The results of pairwise FST values indicated low genetic differentiation of the Ethiopian breeds with Asian zebu which confirmed the investigation reported among Asian, African and American breeds . The estimations of negative FST value between Sheko and Boran as well as between Sheko and Fogera, suggesting no population sub-division at this locus. Moreover, the genetic differentiation of all the breeds based on GST was small and supported by the previous studies [7,22,30]. The little genetic distance inferred from the breeds could be the result of the evolutionary or domestication history of cattle breeds .

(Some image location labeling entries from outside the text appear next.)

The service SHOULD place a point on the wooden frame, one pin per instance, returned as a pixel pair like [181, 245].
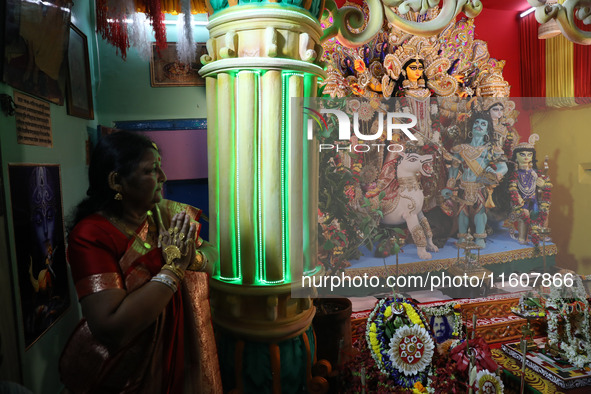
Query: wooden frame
[35, 38]
[39, 240]
[166, 70]
[79, 86]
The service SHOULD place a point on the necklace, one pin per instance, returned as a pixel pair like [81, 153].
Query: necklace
[527, 182]
[146, 235]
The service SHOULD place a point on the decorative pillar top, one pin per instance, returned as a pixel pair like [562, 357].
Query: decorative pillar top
[314, 7]
[565, 15]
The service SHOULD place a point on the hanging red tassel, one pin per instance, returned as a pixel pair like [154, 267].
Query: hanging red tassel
[156, 16]
[114, 32]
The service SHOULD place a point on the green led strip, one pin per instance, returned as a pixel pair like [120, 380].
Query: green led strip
[233, 220]
[306, 225]
[259, 224]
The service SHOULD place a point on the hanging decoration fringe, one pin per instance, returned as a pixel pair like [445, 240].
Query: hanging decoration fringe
[186, 46]
[111, 24]
[156, 16]
[139, 35]
[112, 17]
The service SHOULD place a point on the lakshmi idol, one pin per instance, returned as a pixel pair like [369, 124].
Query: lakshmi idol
[529, 193]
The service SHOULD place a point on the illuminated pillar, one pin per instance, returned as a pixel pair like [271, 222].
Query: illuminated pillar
[263, 172]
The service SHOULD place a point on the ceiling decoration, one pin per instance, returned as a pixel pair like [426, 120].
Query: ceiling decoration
[347, 20]
[566, 15]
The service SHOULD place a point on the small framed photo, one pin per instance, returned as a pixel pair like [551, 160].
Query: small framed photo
[79, 86]
[167, 70]
[445, 321]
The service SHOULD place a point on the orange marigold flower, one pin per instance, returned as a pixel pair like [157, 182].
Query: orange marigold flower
[359, 66]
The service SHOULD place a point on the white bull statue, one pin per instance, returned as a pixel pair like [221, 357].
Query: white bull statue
[405, 204]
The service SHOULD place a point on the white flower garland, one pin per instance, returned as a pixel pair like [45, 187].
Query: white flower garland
[411, 349]
[577, 351]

Fu’s FS test  which was used to identify neutrality showed that all the breeds were neutral (p > 0.02). The result suggested that Ethiopian indigenous cattle breeds and Asian breeds are not significantly differentiated in terms of genetic diversity of the BoLA-DRB3 gene. The estimated negative values of Fu’s FS indicate the evidence for an excess number of alleles and could be expected from a recent population expansion or genetic hitchhiking. Whereas, positive values of FS deficiency of alleles, as would be expected from a recent population bottleneck. Except for the positive values of FS for Hanwoo we recorded the negative FS values from all the breeds. Ethiopian Sheko breed which is found in the Southern part of the Bench Maji zone was reported to be trypanotolerant as compared to zebu breeds. Due to the higher degree of trypanotolerance of the breed, Ethiopian Sheko cattle are kept in tsetse infested regions . Breeds kept in the pathogenic environments are forced to develop adaptive immunity by the principles of natural selection and diversifications of immune-related genes could happen. Thus, we may have found the higher polymorphic sites and a greater number of total mutations rate in Sheko breed.
We observed a close genetic relationship between the Ethiopian cattle breeds and Asian breeds from the inferred phylogenetic tree and median joining-network tree. The close genetic relationship between Ethiopian cattle and Bangladesh Red Chittagong is consistent with the evidence of all Ethiopian cattle populations shared a higher proportion of Asian zebu ancestry [47–49].
This study confirmed that the MHC II DRB3.2 locus is extremely crucial and may provide baseline information for in-depth understanding and exploitation of MHC gene variation in Ethiopian, cattle populations exposed to an extensive range of pathogenic agents. The alleles we identified from the present populations require further validation to the association of disease susceptibility/resistance. Moreover, the sequence polymorphism of BoLA-DRB3.2 identified from our study should be further confirmed by sequencing more samples.